A conversa de que o sistema bancário brasileiro precisa ficar mais competitivo é velha. Tão velha quanto a idéia de que o problema dos juros altos e do crédito raquítico tem a ver com a falta de competitividade dos bancos. Não é que não seja verdade – é verdade. Mas o que, nessas horas aparece como causa, muito provavelmente, é conseqüência. Só quando os juros baixarem é que os bancos serão forçados a serem mais competitivos.

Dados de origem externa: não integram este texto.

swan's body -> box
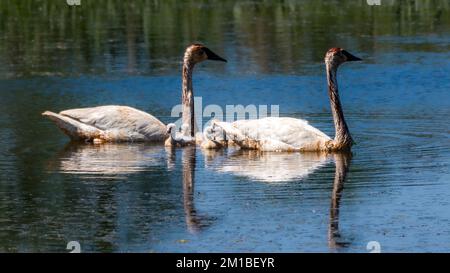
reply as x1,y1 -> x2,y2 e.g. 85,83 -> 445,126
43,44 -> 226,144
206,48 -> 361,152
42,106 -> 167,143
211,117 -> 332,152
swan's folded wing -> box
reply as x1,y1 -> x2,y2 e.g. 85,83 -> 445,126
60,105 -> 167,141
212,120 -> 246,140
222,117 -> 331,149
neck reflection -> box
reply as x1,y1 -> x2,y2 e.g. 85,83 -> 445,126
168,146 -> 213,234
203,148 -> 353,250
328,152 -> 352,249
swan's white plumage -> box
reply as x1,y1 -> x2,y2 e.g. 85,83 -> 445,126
165,123 -> 195,146
44,105 -> 167,142
212,117 -> 331,152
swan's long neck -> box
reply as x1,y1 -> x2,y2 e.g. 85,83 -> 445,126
326,62 -> 353,149
182,56 -> 196,137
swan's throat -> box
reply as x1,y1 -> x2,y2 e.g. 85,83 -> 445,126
182,61 -> 196,137
326,63 -> 353,149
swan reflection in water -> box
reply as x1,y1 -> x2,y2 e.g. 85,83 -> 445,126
328,152 -> 352,249
49,143 -> 350,246
205,148 -> 332,183
203,148 -> 352,249
50,143 -> 213,234
167,146 -> 215,234
48,143 -> 167,179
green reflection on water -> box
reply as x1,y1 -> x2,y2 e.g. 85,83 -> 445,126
1,0 -> 449,77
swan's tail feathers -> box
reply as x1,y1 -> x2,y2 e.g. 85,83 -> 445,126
42,111 -> 106,142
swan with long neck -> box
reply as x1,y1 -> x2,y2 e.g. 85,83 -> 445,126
207,48 -> 361,152
42,44 -> 226,143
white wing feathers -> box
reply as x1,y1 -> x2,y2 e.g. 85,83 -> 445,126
212,117 -> 331,151
45,105 -> 167,142
61,106 -> 165,131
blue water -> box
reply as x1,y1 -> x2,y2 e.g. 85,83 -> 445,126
0,0 -> 449,252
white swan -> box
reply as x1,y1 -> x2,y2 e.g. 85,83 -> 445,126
206,48 -> 361,152
42,44 -> 226,144
165,123 -> 196,147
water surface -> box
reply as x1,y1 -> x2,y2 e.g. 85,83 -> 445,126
0,0 -> 449,252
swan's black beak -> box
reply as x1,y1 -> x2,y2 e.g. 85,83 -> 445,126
342,50 -> 362,62
204,48 -> 227,62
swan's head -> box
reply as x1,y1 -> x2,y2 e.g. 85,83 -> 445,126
166,123 -> 176,135
325,48 -> 361,67
184,44 -> 227,64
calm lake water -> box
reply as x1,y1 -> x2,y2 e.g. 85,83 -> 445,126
0,0 -> 450,252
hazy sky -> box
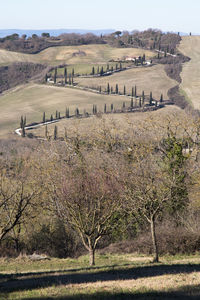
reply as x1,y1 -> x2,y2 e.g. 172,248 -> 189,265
1,0 -> 199,33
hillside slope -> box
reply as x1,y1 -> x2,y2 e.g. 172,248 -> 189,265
0,83 -> 132,136
178,36 -> 200,109
0,45 -> 155,66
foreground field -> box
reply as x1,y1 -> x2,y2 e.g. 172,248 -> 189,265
1,254 -> 200,299
178,36 -> 200,109
0,44 -> 155,66
0,83 -> 132,136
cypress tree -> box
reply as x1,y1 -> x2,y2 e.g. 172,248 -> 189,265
97,66 -> 100,74
142,91 -> 145,103
99,86 -> 101,93
107,83 -> 110,94
50,114 -> 53,121
54,68 -> 57,84
66,107 -> 69,118
135,85 -> 137,97
104,104 -> 107,113
131,98 -> 133,108
111,87 -> 113,93
149,92 -> 153,105
122,102 -> 125,109
56,110 -> 58,119
111,66 -> 113,72
92,66 -> 95,75
20,116 -> 23,129
22,125 -> 25,137
123,85 -> 126,95
132,87 -> 134,97
111,104 -> 113,112
160,94 -> 163,103
115,84 -> 119,94
45,73 -> 48,82
100,66 -> 104,76
64,67 -> 67,84
23,116 -> 26,127
58,112 -> 61,119
72,68 -> 75,77
75,108 -> 79,117
107,64 -> 109,71
69,74 -> 71,85
43,112 -> 46,123
116,63 -> 118,70
139,97 -> 142,107
71,75 -> 74,85
54,125 -> 57,140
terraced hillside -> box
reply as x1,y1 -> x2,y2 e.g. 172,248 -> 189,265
0,44 -> 155,66
178,36 -> 200,109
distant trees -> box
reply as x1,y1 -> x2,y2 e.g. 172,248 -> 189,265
42,32 -> 50,38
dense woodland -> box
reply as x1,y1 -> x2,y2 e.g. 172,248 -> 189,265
1,110 -> 200,265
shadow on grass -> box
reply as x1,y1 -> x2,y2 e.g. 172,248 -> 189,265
3,285 -> 200,300
1,263 -> 200,295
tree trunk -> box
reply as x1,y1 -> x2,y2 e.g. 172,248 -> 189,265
89,248 -> 95,266
150,217 -> 159,263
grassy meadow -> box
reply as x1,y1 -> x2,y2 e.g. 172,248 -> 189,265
0,83 -> 133,137
178,36 -> 200,109
0,44 -> 155,66
74,64 -> 176,99
1,254 -> 200,299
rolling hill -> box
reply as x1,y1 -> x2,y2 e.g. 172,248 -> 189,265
178,36 -> 200,109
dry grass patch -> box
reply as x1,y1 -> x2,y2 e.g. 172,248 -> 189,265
0,83 -> 131,136
31,105 -> 182,141
75,64 -> 176,100
178,36 -> 200,109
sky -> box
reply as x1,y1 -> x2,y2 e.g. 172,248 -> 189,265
0,0 -> 199,33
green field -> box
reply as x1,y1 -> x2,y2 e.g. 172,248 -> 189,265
1,254 -> 200,299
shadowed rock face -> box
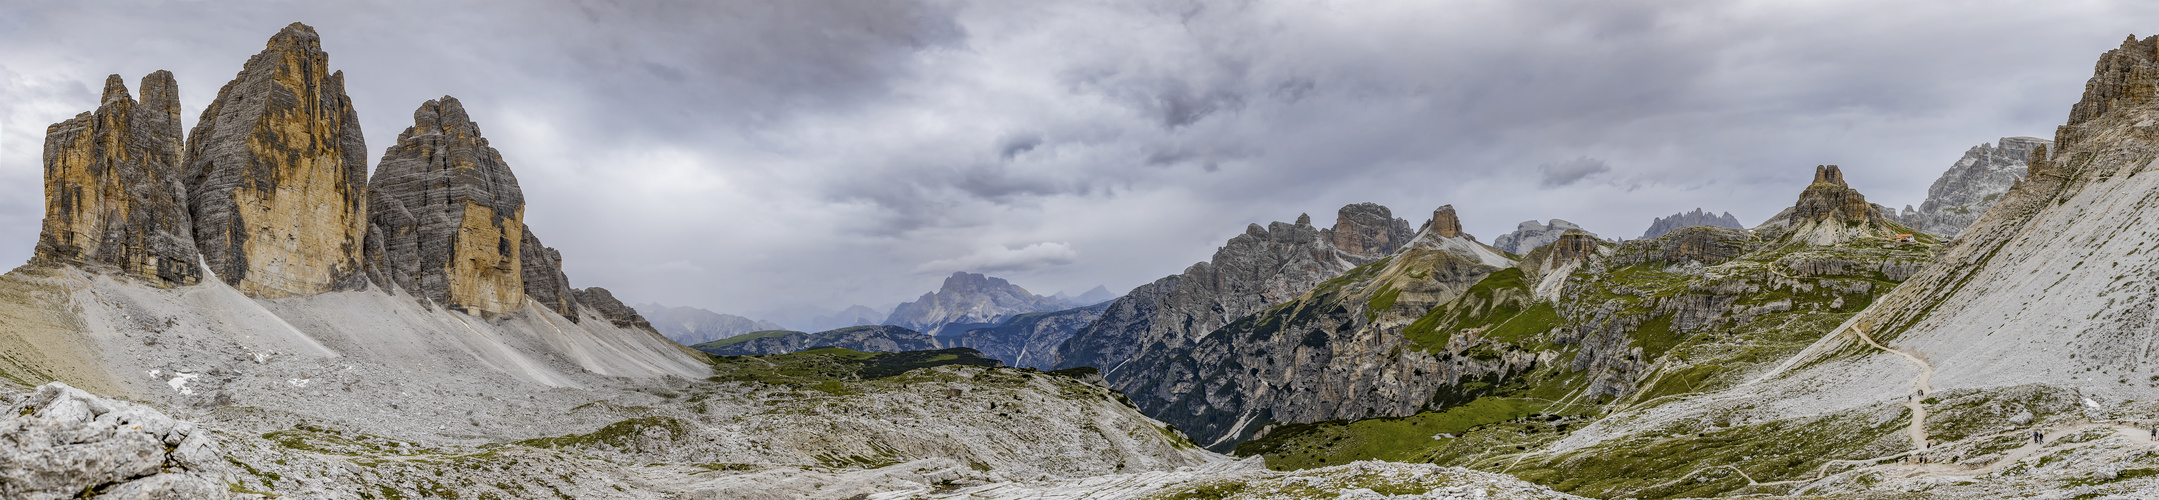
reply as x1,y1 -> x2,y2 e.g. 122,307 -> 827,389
364,97 -> 527,316
183,22 -> 369,298
574,287 -> 652,331
517,228 -> 580,321
1493,219 -> 1597,255
35,72 -> 199,286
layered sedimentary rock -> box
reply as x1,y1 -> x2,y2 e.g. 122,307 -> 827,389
1319,203 -> 1414,262
1492,219 -> 1597,255
363,97 -> 527,316
1897,137 -> 2049,237
883,272 -> 1066,337
954,302 -> 1111,369
1754,165 -> 1914,245
34,72 -> 199,286
1639,208 -> 1743,239
640,304 -> 786,346
183,22 -> 369,298
693,325 -> 938,356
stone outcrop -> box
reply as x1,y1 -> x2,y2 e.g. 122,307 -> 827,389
954,302 -> 1111,369
183,22 -> 369,298
2,383 -> 230,499
1639,208 -> 1743,239
1319,202 -> 1414,262
1897,137 -> 2049,237
884,272 -> 1067,337
1754,165 -> 1913,246
363,96 -> 527,316
518,228 -> 580,321
574,287 -> 652,331
694,325 -> 938,356
33,72 -> 199,286
1493,219 -> 1597,255
640,304 -> 787,346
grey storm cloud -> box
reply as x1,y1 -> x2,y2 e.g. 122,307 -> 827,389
1540,157 -> 1612,187
2,0 -> 2156,324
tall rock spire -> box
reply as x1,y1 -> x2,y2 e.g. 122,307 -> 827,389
34,71 -> 199,285
363,96 -> 528,316
183,22 -> 369,298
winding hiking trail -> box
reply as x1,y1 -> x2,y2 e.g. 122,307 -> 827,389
1849,323 -> 1935,451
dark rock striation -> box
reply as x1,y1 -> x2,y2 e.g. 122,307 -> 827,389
34,72 -> 199,286
517,228 -> 580,321
1639,208 -> 1744,239
363,97 -> 528,316
183,22 -> 369,298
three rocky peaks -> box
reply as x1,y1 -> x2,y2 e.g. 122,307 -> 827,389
31,23 -> 643,328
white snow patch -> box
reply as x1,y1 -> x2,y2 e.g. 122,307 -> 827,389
166,372 -> 199,395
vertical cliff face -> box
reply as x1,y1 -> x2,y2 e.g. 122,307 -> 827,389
1492,219 -> 1598,255
518,229 -> 581,321
34,72 -> 198,286
183,22 -> 369,298
363,97 -> 527,316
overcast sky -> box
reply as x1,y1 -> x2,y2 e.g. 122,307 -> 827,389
2,1 -> 2152,327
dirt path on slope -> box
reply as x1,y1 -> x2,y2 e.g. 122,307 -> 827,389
1849,323 -> 1935,452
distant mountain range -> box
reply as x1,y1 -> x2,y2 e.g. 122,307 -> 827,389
636,303 -> 786,346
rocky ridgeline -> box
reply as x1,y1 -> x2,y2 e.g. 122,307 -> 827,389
1897,136 -> 2049,237
1493,218 -> 1597,254
640,303 -> 786,346
1639,207 -> 1743,239
34,72 -> 198,286
884,272 -> 1067,337
29,22 -> 646,330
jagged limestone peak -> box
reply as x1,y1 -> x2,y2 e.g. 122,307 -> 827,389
364,96 -> 529,317
34,70 -> 197,286
1756,164 -> 1916,246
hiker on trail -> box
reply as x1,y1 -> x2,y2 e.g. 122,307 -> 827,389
2034,430 -> 2044,444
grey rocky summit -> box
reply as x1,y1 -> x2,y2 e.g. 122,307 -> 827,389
1897,136 -> 2050,237
1492,219 -> 1597,254
1052,202 -> 1429,386
363,96 -> 528,316
883,272 -> 1067,337
1639,208 -> 1744,239
574,286 -> 654,331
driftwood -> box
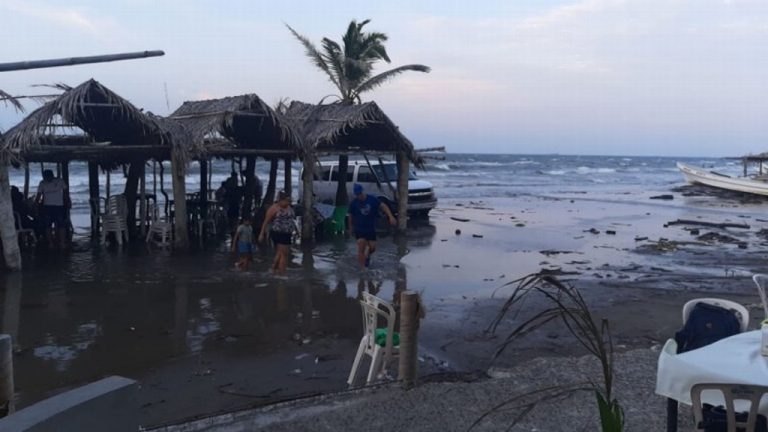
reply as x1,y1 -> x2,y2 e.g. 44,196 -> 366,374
666,219 -> 750,229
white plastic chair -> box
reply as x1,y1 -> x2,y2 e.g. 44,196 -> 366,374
752,274 -> 768,320
146,203 -> 172,247
14,211 -> 35,247
101,194 -> 129,246
347,292 -> 399,386
682,298 -> 749,332
691,383 -> 768,432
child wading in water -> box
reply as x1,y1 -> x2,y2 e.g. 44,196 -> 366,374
232,216 -> 254,270
259,191 -> 297,274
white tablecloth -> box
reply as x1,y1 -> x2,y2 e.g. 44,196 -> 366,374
656,330 -> 768,412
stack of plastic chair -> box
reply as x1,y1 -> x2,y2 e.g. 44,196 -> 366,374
101,194 -> 129,246
14,212 -> 35,248
324,205 -> 348,236
146,203 -> 172,247
347,292 -> 400,386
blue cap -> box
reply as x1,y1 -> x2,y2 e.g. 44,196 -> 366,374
353,183 -> 364,195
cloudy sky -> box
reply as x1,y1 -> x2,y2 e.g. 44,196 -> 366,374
1,0 -> 767,156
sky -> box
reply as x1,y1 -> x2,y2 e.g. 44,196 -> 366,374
1,0 -> 768,157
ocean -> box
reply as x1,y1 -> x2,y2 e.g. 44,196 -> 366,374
8,153 -> 740,228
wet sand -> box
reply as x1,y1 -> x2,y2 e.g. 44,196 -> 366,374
3,184 -> 768,427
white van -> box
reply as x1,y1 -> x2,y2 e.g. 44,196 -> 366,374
300,159 -> 437,216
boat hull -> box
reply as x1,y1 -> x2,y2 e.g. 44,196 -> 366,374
677,162 -> 768,196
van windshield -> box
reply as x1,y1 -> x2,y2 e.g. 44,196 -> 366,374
371,164 -> 417,181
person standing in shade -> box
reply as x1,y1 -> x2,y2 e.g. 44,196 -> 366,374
35,169 -> 70,248
348,183 -> 396,268
258,191 -> 297,274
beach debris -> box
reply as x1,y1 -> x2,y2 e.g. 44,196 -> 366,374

Nos tempos de FHC, quando os juros voaram para propiciar a estabilidade monetária, também se tentou fugir do diagnóstico óbvio. Descobriu-se que faltava ao setor bancário brasileiro a competência dos bancos estrangeiros. Era uma lógica estranha, essa de que o problema se resolveria pela cor do passaporte, mas foi por aí que os bancos de fora voltaram a entrar no Brasil, depois de um fechamento de portas, nas décadas anteriores, que, diga-se, fala mal da mentalidade dos governos anteriores.

Da chegada do HSBC, na onda da quebra do Bamerindus, ao que ocorreu no setor daí para cá, visto em perspectiva, é de gargalhar. Os estrangeiros vieram, compraram bancos com problemas variados, e chegaram, rapidamente, a abocanhar 20% do mercado. E aí empacou. Além de ficar provado que a competência dos bancos brasileiros era muito maior, a competição que se imaginava não deu sinal de vida. O spread bancário, indicador de falta dessa competição, continuou, impávido, nas nuvens.

Spread bancário é a diferença entre o custo de captação de recursos pelos bancos e o custo dos financiamentos por eles oferecidos no mercado. Um levantamento recente do Banco das Compensações Internacionais (BIS, na sigla em inglês), baseado em dados do FMI, mostrou que o Brasil, campeão mundial em juros altos, também é campeão nessa outra modalidade.
O spread bancário, no Brasil, alcança 40%. Seu mais próximo competidor, o Peru, opera com um spread em torno de 10%. Na Argentina, Chile, Coréia do Sul, Malásia, em qualquer outro emergente, a diferença entre o custo de captação e de empréstimo não passa de 5%.

No fundo, falta competição porque os juros pagos pelo governo por seus títulos mais líquidos são altos o suficiente para garantir a melhor rentabilidade ao menor risco. Com juros muito altos e os governos (federal, estaduais e municipais) necessitando de recursos para cobrir seus elevados gastos com custeio da máquina estatal, emprestar dinheiro ao público, razão básica da atividade bancária em todo o mundo, não é o melhor negócio dos bancos.

Dá muito trabalho e é muito arriscado financiar pessoas e empresas quando é possível financiar governos com rentabilidade e segurança. Quando, então, é possível obter outras receitas, cobrando tarifas altas numa infinidade de serviços, aí nem se fala. Levantamentos recentes revelam que passa de 40 o número de serviços tarifados pelos bancos e que as tarifas, entre 2001 e 2006, subiram, média, 384%, para uma inflação de 50% no período.

O resultado é que o volume de crédito, no Brasil, está entre os mais baixos do mundo, em relação ao tamanho da economia. Não equivale a um terço do PIB, metade do que seria o mínimo aceitável, na comparação com economias semelhantes mais equilibradas.

A partir do Plano Real, o Banco Central ganhou condições mínimas para, de fato, assumir as rédeas da política monetária. Desde então, todos os presidentes do BC anunciaram esforços para reduzir o spread bancário. Armínio Fraga, o mais badalado deles, chegou a traçar um plano em etapas para reduzir a distância entre os custos de captação dos bancos e os dos empréstimos oferecidos a níveis civilizados. Foram todos derrotados porque nenhum conseguiu atacar o verdadeiro problema.

Baixa competitividade é, em parte o nome do problema. O setor bancário é um oligopólio que comercializa “mercadoria” escassa. No caso brasileiro, essa escassez, já mais acentuada do que em outras economias pela reduzida capacidade de poupança da sociedade, tem sido levada a extremos pelas distorções da política macroeconômica.

Por tudo isso, quando uma autoridade invoca a necessidade de aumentar a competitividade do sistema bancário como solução para os juros altos, o mais provável é que esteja querendo esconder o essencial: os juros básicos altíssimos, o absurdo da tributação sobre a atividade fundamental dos bancos, a leniência das autoridades com práticas de oligopólio – nessa ordem.

Daí por que o discurso de Meirelles, tentando trocar a causa pela conseqüência, só pode ser entendido como enrolação, uma conversinha para boi dormir.